Last Updated on March 20, 2018

It was Super Bowl Sunday, and I had just put my 10-month-old twins down for their morning nap. My husband had gone snowboarding for the day, and I had grand plans of working on some posts for MomLife Today. These posts had been working away in my brain over the past nine months, just waiting to be typed out. The house was quiet, and I had some time to myself. Below is what I wrote in those few moments of solitude:

“I’m a mom of twins. Beautiful, 10-month-old baby girls who are crawling, pulling up on things, and starting to steal toys from each other. We just moved to a new house at the end of January, and one of them already knows where the Tupperware drawer is and how to fling lids everywhere.

 

I love having twins. Really, I do. They are so much fun and so different from each other. Each new stage is more fun than the next. We keep saying, ‘This age is so much fun!’

 

Some of my sanity and enjoyment of the twins comes from having them on a pretty good schedule. I know when they eat, sleep, and why they are crying, generally. Having a schedule really gives me lots of freedom and flexibility. And I believe that it gives my girls… “

And that’s as far as I got. The sound of Lily throwing up in her crib pulled me away from my computer for the rest of the day. My plans of working on a post about life with twins was placed on the back burner for the last four weeks. The week after the Super Bowl, I spent more time doing laundry than I ever dreamed possible. In one day alone, the twins went through nine outfits as a result of throwing up and diarrhea. I changed clothes at least four times myself. After the stomach virus went away, they both got colds and had snotty noses for almost three weeks.

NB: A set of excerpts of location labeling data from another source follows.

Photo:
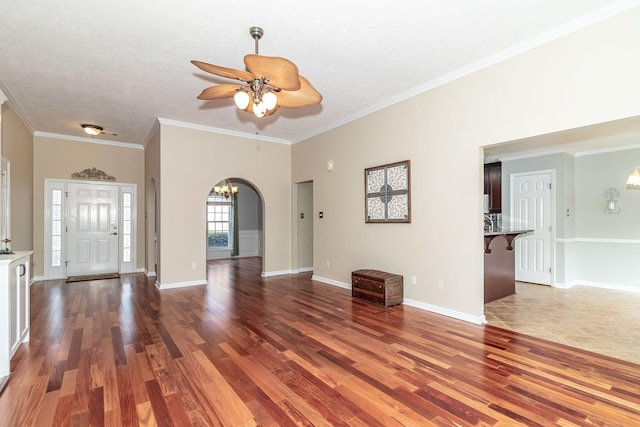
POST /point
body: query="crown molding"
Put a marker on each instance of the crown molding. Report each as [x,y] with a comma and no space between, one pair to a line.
[15,107]
[89,140]
[570,151]
[607,150]
[211,129]
[517,49]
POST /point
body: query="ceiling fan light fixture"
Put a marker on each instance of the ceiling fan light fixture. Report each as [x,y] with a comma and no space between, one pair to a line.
[270,100]
[241,98]
[268,83]
[92,130]
[259,109]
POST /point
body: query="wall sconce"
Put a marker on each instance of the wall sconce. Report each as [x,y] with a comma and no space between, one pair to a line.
[612,200]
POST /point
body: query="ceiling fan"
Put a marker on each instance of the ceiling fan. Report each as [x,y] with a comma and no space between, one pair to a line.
[269,83]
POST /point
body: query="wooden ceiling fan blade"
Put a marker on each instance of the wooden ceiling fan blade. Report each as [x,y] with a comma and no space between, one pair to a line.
[230,73]
[281,72]
[305,96]
[219,92]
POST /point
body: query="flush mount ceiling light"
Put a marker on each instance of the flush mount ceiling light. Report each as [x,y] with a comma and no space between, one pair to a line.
[271,82]
[92,130]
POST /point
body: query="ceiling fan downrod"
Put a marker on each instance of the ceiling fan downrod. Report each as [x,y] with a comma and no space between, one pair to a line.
[256,33]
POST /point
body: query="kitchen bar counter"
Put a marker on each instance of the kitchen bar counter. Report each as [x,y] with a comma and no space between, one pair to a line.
[499,263]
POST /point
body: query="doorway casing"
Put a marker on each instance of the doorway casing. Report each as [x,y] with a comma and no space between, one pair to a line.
[56,219]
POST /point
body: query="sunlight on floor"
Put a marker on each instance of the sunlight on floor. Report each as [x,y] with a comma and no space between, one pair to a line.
[600,320]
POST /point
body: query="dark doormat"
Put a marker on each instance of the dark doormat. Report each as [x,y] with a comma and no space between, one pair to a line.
[92,277]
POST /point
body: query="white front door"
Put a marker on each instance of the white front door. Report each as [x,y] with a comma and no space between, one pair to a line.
[92,229]
[531,210]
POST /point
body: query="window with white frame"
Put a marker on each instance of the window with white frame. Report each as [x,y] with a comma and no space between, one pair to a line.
[219,222]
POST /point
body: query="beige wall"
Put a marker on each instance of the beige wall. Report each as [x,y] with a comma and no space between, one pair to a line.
[17,147]
[191,162]
[584,78]
[56,157]
[152,200]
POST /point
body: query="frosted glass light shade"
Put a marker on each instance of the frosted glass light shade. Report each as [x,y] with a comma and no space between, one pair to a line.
[270,100]
[633,182]
[241,99]
[259,109]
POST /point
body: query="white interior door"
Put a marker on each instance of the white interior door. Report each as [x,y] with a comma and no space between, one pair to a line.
[92,229]
[531,210]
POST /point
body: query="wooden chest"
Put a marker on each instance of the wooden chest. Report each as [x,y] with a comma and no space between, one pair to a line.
[377,286]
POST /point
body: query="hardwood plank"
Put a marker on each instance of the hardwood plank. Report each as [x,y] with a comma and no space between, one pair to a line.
[286,350]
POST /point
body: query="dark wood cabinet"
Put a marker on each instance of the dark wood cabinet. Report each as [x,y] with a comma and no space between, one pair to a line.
[493,186]
[377,286]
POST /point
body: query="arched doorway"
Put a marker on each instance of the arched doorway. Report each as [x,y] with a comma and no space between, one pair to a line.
[235,220]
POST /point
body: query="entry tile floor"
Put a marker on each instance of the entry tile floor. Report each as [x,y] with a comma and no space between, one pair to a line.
[600,320]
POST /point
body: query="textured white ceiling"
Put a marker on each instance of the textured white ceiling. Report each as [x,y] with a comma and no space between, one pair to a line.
[122,64]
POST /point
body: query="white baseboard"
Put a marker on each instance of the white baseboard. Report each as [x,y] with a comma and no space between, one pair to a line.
[277,273]
[331,282]
[176,285]
[478,320]
[611,286]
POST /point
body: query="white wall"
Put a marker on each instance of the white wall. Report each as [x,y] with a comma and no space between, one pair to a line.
[607,245]
[591,246]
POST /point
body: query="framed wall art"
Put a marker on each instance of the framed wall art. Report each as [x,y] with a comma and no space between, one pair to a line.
[388,193]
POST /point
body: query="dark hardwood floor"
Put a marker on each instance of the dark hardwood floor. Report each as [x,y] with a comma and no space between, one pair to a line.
[246,350]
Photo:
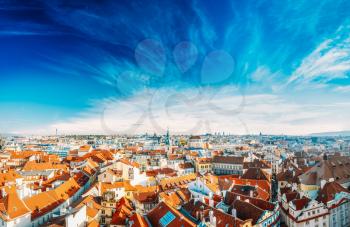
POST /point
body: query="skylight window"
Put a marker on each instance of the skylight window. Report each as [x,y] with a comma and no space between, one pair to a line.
[166,219]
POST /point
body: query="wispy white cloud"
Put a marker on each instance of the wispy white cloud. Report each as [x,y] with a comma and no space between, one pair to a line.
[342,89]
[208,110]
[329,61]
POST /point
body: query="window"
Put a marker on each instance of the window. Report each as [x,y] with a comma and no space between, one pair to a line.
[166,219]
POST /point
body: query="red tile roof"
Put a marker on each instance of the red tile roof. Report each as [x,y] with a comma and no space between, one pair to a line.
[329,190]
[161,209]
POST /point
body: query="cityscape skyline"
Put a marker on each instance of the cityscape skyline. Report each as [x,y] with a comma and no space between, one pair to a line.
[240,67]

Having sick kids is one of the hardest parts of being a mom for me. Not knowing what’s wrong and why they aren’t feeling well is so difficult. At such a young age, they can’t tell me that their tummy hurts or that a certain cereal makes them want to gag. I have to go off of their cues and figure it out based on their body language.

Life was very predictable up until the stomach virus hit them. Now, after four weeks of battling that and colds, they are finally on the mend. They are laughing and playing more by themselves and aren’t as clingy and needy as they were when they were sick.

Ahhh, that post of life with twins will be written soon. Maybe before they turn one.